We believe that solid-state NMR might be the only technique that is able to give us this information. That’s why we embarked on developing a methodology to watch the RNA in solid-state NMR. When we started this project, there had been only very few things done on RNA in solid-state NMR. We had to develop the methodology to assign the NMR resonances, collect structural restraints and solve the structure of the RNA by solid-state NMR, which we did successfully.
Now, we are progressing to the next step, namely, looking at the RNA in the context of molecular machines. We have obtained really beautiful spectra of the RNA component of our large RNP methylation complex with excellent line widths and we are really excited about the possibility of now watching the RNA in the complex using solid-state NMR.
About Prof. Dr. Teresa Carlomagno
Prof. Dr Teresa Carlomagno studied chemistry in Naples, Italy. She did her PhD partly in Naples and partly in Germany, in the group led by Christian Griesinger in Frankfurt, where she also stayed on for a post-doc. Then, she moved to The Scripps Research Institute in the US to work together with James Williamson.
With Christian, Prof. Dr. Carlomagno learned all the NMR and the methodology development side of NMR. With James Williamson, she wanted to learn the wet-lab part and she was particularly interested in RNA structure at the time.

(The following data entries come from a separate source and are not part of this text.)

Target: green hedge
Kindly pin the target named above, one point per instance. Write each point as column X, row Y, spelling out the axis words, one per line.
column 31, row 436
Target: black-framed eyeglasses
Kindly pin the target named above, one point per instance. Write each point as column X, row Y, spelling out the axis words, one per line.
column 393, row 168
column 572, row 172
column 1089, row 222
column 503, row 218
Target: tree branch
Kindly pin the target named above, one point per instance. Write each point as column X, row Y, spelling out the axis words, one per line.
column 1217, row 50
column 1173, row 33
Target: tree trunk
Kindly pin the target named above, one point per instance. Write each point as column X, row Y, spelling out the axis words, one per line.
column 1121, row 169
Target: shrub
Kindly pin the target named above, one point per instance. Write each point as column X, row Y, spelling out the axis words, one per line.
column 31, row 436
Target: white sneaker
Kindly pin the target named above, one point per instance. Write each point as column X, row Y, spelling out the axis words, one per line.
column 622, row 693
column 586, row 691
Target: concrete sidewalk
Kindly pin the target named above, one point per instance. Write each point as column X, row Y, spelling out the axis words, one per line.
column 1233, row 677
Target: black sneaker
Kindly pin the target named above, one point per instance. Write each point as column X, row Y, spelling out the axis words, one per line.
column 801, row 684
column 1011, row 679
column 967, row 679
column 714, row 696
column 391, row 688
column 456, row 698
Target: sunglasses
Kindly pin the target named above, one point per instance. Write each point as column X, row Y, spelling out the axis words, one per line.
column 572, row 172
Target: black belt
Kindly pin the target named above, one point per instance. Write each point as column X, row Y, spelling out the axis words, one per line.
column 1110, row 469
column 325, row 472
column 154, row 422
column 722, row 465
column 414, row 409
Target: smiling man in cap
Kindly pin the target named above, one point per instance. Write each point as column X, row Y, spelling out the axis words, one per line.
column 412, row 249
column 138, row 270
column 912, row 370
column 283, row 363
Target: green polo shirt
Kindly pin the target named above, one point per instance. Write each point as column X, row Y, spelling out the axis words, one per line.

RNA structure was just coming up. People mostly liked to focus on proteins, but she wanted to learn how to produce RNA and how to look at RNA interactions with proteins, so she moved to the Williamson lab where she spent two years as a post-doc.
Then, she took up a group leader position at the Max Planck Institute in Goettingen. From there, she moved to the EMBL, where she also had a group leader position for about seven years. Since summer 2015, Prof. Dr Carlomagno has been in Hannover, where she holds a professorship. She’s also associated with the Helmholtz Centre for Infection Research in Braunschweig.